Io lo so che quei sassolini che hai tirato sulla sua finestra (sfondandola) avrebbero teoricamente dovuto produrre soltanto un leggero rumore al fine di svegliarla. Ma, santiddio, non potevi suonare il citofono?

NO STRINGS ATTACHED o Ci vediamo quando ci vediamo (tautologia portami via)
– telefilm: è successo in Friends, in Sex and The City, in Dawson’s Creek, in How I Met Your Mother… anche questo, succede ovunque; si fa tutti all’amore che è una gioia. Così, rilassati, olè come viene viene. Ci vediamo quando ci va, se ci va.
– vita reale: lei o lui (perché al giorno d’oggi davvero non si può esser più certi di nulla) alla seconda, massimo terza volta bene comincia ad agitarsi e a buttar lì che dovete parlare. Bisogna definire il rapporto, bisogna fare il temutissimo Discorso Della Coppia.

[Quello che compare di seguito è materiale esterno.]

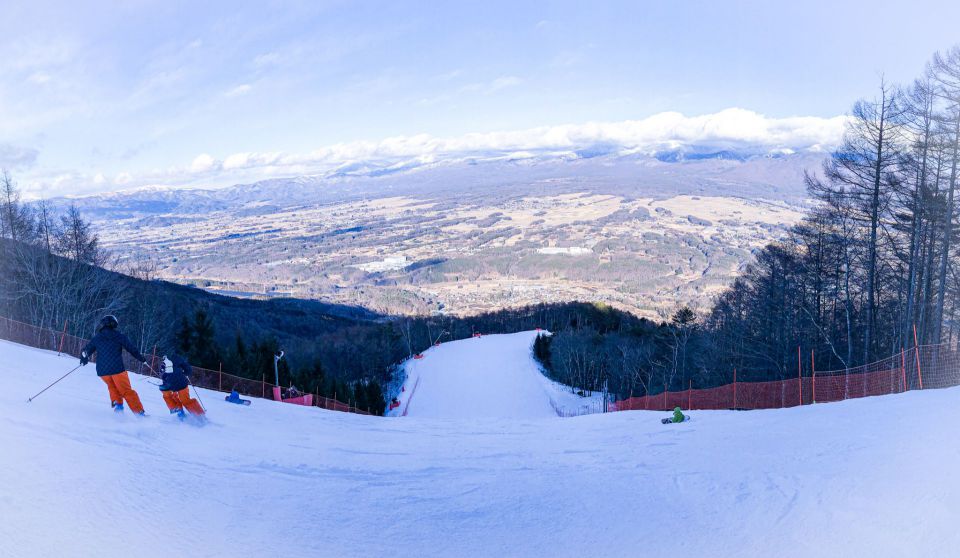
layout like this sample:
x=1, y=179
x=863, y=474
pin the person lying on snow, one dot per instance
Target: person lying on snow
x=174, y=371
x=109, y=345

Stiamo insieme? E se sì, allora siamo monogami? E se no, allora andare con altri è tradimento? E se sì, allora se mi confermi che siamo monogami cosa fai l’emancipata/o a fare?

IL RECALL o Questo amore è una camera a gas
– telefilm: a me avevano detto che Sex and The City doveva essere un telefilm cinico. In quale mondo? Dopo un appuntamento, nel 90% dei casi (ok, la percentuale l’ho sparata; ma ho avuto il debito fisso in matematica per cinque anni, non è che potete pretendere. Diciamo: spessissimissimissimo) Carrie o chi per essa manco fa in tempo a inserire la chiave nel chiavistello che già ha numero otto messaggi in segreteria. Cose mai sentite tipo “volevo dirti che già mi manchi”, “orsacchiotto pucci pu domattina vengo a trovarti”, “anzi no, sto già venendo lì”.
Senti uomo, ma, dico io, sei per caso uno stalker? Parliamone.
– vita reale: noi donne vissute sappiamo che, prima di panicare, abbiamo tre giorni. 3 è il numero cabalistico che la donna moderna ha assegnato al messaggio “vivo bene anche senza di te, ma con te, forse, potrei vivere meglio”.
Ora che ci penso fa molto The Ring: treeeeeeee giorniiiiiiiiiiiiii.
Comunque. Dati questi tre giorni di safe-zone, noi li si passa in allegria cantando questo amore è una camera a gas, è un palazzo che brucia in città, mi telefoni o no? Mi telefoni o no? Chissà chi vincerà.
Poi, arriva la mezzanotte del terzo giorno. Tu fino alle 17 hai tenuto botta, hai finto indifferenza. Chi, io? Angosciata di che? Mafffffigurati, se non richiama ci perde lui. Sì, ok, come no.
Il rintoccare della mezzanotte è lo sparo dello starter: via alla follia. Telefonate fiume con amiche assonnate a ripercorrere passo passo le più vaghe sfumature e accenti di ogni frase detta durante l’appuntamento. Dietrologie, Freud a manetta, congetture.
Senti, donna, dico io: ma richiamare tu? No?